### A statistics example

Consider we run an experiment and it gives some data that is of the form $$
y = m x
$$. That's we measure $x$ and $y$, and we know there is some linear relationship between $x$ and $y$, but we don't know the value of $m$.

We are given some data points, but those data points are noisy. They don't fit perfectly on the line.

![](noisy_linear_data.png)

To determine the appropriate value of $m$, we can transform the original problem into an optimization problem.

Let's introduce a method called **Least Squares**. Let $S(m)$ be the *sum of squares of distance* between $y_i$ and $m x_i$ for a given $m$, then $$
S(m) = \sum_{i} (y_i - m x_i)^2
$$. Then we need to find the $m$ that minimize $S(m)$.

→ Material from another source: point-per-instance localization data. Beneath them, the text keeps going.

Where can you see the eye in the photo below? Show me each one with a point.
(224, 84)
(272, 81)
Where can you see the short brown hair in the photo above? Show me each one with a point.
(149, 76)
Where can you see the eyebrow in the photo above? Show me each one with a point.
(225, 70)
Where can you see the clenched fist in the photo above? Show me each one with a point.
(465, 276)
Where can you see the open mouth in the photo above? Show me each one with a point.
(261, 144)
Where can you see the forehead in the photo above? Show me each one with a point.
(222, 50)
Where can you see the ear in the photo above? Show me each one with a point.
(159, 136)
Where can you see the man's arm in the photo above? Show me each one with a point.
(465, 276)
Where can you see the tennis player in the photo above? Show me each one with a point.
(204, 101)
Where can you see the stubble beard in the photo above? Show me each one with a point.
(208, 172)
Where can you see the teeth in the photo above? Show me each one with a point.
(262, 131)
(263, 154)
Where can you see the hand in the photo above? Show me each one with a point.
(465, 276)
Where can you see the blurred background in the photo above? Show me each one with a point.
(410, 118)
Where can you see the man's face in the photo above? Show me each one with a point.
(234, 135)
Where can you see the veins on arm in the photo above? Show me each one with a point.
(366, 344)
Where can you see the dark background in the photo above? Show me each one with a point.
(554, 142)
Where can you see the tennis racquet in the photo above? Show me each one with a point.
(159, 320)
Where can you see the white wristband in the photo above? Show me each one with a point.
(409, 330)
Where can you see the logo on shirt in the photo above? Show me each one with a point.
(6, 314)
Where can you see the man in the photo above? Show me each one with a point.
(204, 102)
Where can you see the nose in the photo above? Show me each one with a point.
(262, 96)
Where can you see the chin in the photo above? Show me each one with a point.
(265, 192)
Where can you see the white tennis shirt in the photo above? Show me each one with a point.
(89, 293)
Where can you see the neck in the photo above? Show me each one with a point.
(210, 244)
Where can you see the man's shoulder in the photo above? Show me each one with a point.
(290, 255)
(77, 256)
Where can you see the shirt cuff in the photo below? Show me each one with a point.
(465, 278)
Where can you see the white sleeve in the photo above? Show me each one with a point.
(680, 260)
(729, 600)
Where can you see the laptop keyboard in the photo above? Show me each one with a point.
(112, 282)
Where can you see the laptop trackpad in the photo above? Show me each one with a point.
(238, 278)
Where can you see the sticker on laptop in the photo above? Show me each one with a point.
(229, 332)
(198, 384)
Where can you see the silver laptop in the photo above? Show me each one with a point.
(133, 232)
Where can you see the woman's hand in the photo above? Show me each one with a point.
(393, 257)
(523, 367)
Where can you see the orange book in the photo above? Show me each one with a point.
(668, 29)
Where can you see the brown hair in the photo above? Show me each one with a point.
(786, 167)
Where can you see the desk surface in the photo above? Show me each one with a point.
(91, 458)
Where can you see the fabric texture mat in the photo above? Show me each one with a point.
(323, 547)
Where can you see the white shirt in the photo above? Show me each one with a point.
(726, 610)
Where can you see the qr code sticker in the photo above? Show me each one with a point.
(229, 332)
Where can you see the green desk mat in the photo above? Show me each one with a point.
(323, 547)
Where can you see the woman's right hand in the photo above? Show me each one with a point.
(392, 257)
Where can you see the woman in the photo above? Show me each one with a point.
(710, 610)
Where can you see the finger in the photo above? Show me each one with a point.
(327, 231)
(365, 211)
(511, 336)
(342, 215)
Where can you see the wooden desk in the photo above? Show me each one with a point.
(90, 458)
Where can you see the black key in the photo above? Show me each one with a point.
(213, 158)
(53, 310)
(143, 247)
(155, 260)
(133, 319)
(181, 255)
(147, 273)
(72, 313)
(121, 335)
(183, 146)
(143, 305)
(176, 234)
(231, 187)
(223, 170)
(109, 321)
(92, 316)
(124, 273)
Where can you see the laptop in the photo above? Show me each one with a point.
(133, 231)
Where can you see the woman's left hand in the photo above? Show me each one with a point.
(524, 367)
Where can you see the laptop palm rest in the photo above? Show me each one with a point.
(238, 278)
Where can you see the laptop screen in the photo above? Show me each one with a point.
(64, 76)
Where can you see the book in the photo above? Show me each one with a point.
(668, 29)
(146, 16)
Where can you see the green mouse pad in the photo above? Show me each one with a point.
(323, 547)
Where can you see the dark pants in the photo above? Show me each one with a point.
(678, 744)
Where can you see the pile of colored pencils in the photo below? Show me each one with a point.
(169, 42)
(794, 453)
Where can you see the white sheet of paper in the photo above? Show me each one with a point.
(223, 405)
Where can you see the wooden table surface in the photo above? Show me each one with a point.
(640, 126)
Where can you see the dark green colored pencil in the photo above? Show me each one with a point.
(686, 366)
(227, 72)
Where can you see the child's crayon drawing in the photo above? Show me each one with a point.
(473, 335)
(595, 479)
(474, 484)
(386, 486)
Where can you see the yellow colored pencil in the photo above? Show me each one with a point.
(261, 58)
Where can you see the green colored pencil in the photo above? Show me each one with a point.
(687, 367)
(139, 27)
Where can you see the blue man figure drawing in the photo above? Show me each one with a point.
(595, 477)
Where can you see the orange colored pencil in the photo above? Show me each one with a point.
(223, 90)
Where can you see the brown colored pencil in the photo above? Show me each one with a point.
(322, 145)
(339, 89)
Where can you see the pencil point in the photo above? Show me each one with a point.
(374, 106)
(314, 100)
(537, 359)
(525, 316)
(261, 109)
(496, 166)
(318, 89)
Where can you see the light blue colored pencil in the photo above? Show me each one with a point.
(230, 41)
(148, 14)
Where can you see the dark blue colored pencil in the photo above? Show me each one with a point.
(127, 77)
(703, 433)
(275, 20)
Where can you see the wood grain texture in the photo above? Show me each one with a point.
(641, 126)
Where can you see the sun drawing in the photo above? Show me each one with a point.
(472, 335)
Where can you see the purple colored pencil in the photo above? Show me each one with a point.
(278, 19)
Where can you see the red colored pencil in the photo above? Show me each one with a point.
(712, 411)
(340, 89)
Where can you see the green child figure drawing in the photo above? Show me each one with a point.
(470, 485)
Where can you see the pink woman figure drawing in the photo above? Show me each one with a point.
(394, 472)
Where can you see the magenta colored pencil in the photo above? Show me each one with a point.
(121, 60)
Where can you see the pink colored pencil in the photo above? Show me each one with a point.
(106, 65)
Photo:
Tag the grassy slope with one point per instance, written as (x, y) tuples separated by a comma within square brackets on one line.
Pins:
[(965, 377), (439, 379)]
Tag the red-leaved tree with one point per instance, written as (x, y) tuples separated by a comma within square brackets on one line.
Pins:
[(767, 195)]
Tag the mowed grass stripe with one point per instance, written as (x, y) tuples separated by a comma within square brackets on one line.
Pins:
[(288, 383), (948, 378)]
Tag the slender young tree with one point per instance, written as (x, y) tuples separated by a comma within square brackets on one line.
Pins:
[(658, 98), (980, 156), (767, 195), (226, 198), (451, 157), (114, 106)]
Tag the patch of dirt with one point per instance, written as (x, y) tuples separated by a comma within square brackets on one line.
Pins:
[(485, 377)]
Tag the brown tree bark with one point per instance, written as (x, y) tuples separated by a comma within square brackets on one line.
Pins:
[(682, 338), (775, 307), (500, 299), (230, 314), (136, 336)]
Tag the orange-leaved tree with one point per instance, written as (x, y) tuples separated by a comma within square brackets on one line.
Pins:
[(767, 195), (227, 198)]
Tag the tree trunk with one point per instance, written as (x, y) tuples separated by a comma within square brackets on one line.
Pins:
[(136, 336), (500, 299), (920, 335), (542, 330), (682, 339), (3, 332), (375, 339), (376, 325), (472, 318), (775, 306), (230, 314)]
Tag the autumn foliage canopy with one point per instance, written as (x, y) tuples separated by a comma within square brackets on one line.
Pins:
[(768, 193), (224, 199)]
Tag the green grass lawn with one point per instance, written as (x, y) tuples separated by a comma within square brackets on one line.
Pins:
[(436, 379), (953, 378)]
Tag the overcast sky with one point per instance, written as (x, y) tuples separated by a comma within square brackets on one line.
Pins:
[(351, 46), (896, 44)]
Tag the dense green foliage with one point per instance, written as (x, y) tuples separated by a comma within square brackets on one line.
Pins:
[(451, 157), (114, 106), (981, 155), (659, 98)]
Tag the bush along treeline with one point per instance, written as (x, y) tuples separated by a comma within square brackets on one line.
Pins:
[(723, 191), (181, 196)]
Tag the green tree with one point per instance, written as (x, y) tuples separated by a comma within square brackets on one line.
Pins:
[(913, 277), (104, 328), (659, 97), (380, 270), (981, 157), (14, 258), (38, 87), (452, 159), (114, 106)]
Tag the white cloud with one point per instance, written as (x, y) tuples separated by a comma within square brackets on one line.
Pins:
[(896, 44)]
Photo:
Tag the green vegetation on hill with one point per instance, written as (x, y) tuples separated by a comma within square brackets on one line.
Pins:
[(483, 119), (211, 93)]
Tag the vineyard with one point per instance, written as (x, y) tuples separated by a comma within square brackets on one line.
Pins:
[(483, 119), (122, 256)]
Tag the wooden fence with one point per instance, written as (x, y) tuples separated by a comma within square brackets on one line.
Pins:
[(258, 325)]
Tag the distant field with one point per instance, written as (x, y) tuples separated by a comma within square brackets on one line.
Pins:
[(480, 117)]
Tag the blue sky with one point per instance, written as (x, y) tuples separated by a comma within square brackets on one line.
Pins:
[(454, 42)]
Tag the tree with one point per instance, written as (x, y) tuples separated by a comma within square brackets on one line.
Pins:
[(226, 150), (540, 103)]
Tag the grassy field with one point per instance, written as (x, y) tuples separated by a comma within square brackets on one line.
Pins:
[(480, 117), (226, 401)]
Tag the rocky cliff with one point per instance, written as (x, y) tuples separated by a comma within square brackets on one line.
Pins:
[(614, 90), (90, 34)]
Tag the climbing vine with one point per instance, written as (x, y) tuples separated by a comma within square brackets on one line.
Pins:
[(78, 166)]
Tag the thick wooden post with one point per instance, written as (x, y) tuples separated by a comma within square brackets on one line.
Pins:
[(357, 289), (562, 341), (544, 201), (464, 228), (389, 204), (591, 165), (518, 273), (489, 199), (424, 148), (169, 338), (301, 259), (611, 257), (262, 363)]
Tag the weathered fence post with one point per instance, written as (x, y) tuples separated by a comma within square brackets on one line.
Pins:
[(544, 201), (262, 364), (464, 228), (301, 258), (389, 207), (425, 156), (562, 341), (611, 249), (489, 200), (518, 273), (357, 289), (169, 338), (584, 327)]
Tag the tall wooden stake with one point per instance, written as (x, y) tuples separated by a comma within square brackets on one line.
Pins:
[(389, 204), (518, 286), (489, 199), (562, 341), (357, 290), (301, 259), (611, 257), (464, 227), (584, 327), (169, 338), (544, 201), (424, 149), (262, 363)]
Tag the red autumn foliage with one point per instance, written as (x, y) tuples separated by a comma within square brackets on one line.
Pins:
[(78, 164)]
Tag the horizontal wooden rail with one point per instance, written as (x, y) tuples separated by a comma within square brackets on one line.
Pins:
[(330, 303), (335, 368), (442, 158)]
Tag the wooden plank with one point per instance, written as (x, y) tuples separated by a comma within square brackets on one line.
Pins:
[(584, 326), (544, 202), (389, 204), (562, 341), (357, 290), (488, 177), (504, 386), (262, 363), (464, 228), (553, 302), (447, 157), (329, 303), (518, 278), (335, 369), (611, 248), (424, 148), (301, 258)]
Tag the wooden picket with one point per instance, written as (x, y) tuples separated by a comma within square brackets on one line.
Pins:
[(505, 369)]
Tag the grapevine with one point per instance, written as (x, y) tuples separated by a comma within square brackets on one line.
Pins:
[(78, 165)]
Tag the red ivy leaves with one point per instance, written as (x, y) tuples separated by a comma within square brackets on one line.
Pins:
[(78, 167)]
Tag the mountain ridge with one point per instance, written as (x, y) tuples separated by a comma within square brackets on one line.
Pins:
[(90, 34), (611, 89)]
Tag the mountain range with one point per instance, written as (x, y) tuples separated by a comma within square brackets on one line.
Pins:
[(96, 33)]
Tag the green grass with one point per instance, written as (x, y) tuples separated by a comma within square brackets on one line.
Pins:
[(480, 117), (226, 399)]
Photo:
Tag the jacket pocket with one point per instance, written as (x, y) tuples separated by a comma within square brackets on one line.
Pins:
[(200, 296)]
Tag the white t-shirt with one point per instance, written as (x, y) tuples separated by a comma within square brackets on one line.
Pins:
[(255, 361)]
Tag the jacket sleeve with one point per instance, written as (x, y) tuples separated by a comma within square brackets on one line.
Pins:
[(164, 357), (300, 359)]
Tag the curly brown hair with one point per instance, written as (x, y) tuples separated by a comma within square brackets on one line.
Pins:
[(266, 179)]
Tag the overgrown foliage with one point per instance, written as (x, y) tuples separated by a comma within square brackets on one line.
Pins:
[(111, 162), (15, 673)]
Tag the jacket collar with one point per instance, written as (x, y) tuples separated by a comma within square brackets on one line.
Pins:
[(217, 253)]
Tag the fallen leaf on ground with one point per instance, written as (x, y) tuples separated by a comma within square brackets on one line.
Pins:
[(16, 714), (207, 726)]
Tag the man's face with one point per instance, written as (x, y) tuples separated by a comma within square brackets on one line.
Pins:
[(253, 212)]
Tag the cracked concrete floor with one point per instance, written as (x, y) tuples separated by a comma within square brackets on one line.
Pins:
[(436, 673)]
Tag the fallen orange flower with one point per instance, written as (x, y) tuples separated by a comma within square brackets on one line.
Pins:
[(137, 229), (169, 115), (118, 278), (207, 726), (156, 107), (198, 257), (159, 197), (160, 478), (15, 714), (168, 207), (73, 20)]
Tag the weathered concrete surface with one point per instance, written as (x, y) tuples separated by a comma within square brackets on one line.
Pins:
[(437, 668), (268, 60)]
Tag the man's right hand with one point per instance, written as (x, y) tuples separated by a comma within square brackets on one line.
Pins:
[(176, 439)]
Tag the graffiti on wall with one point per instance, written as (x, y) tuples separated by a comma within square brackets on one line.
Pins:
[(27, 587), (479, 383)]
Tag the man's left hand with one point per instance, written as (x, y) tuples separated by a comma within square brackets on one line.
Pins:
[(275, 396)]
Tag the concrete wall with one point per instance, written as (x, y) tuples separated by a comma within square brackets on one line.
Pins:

By computing the derivative of $S$ respect to $m$, $$
\begin{equation}
\begin{aligned}
\frac{d S}{d m} &= \sum_{i} - 2 x_i (y_i - m x_i) \\
&= -2 \sum_{i} x_i y_i + 2 m \sum_{i} x_i^2
\end{aligned}
\end{equation}
$$. The next step is to find the critical points, where
$$
-2 \sum_{i} x_i y_i + 2 m \sum_{i} x_i^2 = 0
$$

$$
2 \sum_{i} x_i y_i = 2 m \sum_{i} x_i^2 
$$

$$
m = \frac{\sum_{i} x_i y_i}{\sum_{i} x_i^2}
$$ So is that a local minimum or a local maximum? Let's compute the $2{nd}$ order derivative. $$
\begin{equation}
\begin{aligned}
\frac{d^2 S}{d m^2} &= 2 \sum_{i} x_i^2 > 0
\end{aligned}
\end{equation}
$$. Hence the critical point is the minimum.

### A more general form of Linear Regression: $y = m x + b$

To extend the application of the least squares method from linear relationship to affine relationship $y = m x + b$, we can form the problem as finding the minimum for $$
S(m, b) = \sum_{i} (y_i - (m x_i + b))^2
$$. And this is very interesting because we don't know yet about finding the derivative of a function with more than one input.

We will figure multivariable stuff out in a different course. With spoilers, we know that will be useful for a bunch of applications optimizing mulrivariable functions:
- Game Theory
- Linear Programming
- Machine Learning